Personal details
- Born: August 22, 1988 (age 37) Hegang, Heilongjiang, China

Chinese name
- Simplified Chinese: 李云峰
- Traditional Chinese: 李雲峰

Standard Mandarin
- Hanyu Pinyin: Lǐ Yúnfēng

Chinese Korean name
- Chosŏn'gŭl: 리운봉
- Revised Romanization: Ri Unbong
- McCune–Reischauer: Ri Unbong

= Li Yunfeng (skier) =

Chinese skier and politician (b. 1988)

Li Yunfeng (李云峰; born 22 August 1988) or Ri Un-bong is a Chinese skiing coach, politician, and former professional athlete of Korean ethnicity. Following an injury sustained during an accident in 2010, he retired from competitive alpine skiing and halfpipe snowboarding. He was a delegate to the 14th National People's Congress, held in 2023.

==Athletic career==
Li began alpine skiing professionally in 2001, at the encouragement of his father, Li Zhenxiong (李镇雄). By then Li had been training for two years; he was selected as a top contender by the Heilongjiang provincial ski team. Later that year, Li switched to halfpipe snowboarding and won the national championship; he also finished third in the Asian championship.

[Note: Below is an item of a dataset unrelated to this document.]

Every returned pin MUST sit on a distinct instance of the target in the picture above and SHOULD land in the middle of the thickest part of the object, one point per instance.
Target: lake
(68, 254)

Li's father founded the Hegang alpine ski team in 1993; he was the team's first and only coach for nearly twenty years, until 2010. An accident in 2010 left Li with injuries which prevented him from competing professionally. As a result, Li retired from professional competition and joined the Hegang alpine ski team as their second ever coach. The team nicknamed Li and his father "Little Coach" / "Little Li" and "Big Coach" / "Old Li", respectively.

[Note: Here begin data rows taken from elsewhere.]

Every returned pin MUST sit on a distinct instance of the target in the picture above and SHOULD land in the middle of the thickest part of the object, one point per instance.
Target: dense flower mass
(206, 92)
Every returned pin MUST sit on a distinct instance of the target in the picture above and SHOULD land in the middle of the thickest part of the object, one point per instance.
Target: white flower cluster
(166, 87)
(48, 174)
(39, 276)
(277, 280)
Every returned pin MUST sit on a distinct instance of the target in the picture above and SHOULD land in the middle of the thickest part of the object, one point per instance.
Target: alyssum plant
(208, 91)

The Chinese press credits Li's father with fostering several top athletes in the country. For example, Li's father coached the local snowboarder and 2018 Winter Olympics silver medalist Liu Jiayu.

==Political career==
Li attended the 14th National People's Congress held in 2023 as a delegate for Heilongjiang. He proposed increasing the size of China's national teams in winter sports and implementing the training methods of his home city at the national level. He suggested that the governments of wealthier cities in South China could provide financial support for such endeavors.